I conclude this rather long dissent by saying what I said at the beginning, namely, that the action of the Court, if allowed to stand, perpetrates a gross injustice. It does more. Because of its inferential repudiation of many of our cases and because of its slight regard for the principle of stare decisis, it will necessarily become a decision to haunt trial lawyers and trial judges seeking to find the proper rule to follow in cases of this kind.
NOTES
[*] The building has 9 floors, 12 elevators, and 4 sets of stairways.
[*] "`What will amount to constructive notice of a defective or dangerous condition existing upon a defendant's premises, necessarily varies under the circumstances of each case. Some of the factors affecting the question, in addition to the time elapsing between the origin of the defect and the accident, are the size and physical condition of the premises, the nature of the business conducted thereon, the number of persons using the premises and the frequency of such use, the nature of the defect and its location on the premises, its probable cause and the opportunity which defendant, as a reasonably prudent person, had to [discover and] remedy it: Langley v. F.W. Woolworth Co., 47 R.I. 165, 131 A. 194.. . .'": Lanni v. Pa.
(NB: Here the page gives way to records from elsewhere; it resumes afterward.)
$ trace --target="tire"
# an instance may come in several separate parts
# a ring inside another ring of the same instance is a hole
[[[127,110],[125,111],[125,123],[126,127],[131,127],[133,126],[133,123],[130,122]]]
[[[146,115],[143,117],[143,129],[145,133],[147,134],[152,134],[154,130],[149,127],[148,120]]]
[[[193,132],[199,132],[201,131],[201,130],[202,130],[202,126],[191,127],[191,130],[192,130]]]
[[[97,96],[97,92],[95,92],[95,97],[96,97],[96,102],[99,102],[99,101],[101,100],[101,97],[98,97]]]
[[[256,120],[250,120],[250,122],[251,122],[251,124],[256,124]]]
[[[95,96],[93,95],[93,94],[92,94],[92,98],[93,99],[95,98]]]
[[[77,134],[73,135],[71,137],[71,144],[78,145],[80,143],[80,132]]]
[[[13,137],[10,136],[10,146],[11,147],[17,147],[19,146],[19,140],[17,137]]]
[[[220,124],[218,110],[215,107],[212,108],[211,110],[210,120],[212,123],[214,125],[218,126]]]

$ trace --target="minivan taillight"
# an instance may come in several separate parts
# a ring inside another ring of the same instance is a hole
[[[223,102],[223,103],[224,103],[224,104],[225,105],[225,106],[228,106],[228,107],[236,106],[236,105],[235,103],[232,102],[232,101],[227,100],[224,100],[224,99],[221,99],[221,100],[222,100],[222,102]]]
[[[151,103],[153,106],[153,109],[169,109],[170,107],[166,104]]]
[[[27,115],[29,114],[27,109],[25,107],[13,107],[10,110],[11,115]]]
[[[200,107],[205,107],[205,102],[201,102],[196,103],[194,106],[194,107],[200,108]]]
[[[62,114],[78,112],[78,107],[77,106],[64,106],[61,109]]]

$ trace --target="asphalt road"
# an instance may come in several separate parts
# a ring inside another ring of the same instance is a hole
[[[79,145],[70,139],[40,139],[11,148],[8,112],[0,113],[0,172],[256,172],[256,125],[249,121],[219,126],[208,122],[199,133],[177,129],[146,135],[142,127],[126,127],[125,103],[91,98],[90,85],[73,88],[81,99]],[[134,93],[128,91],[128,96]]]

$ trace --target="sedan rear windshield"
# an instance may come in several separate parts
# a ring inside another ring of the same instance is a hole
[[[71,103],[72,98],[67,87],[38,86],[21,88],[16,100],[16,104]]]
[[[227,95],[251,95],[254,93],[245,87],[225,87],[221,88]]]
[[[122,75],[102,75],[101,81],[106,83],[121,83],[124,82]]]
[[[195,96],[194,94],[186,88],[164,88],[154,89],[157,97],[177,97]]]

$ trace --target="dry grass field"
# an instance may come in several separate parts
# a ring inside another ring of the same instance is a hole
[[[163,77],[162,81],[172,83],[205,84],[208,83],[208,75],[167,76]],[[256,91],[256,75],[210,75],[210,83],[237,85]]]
R.R. Co., 371 Pa., supra.
[*] Italics throughout, ours.
[*] Allegheny County was exonerated of all responsibility in the case.
[*] Italics throughout mine.
[*] The Majority Opinion says that it will assume arguendo, that the lights were out a sufficient length of time for submission of the case to the jury, but since this is only an argumentative assumption, I believe it is necessary to show what this Court has said on the subject.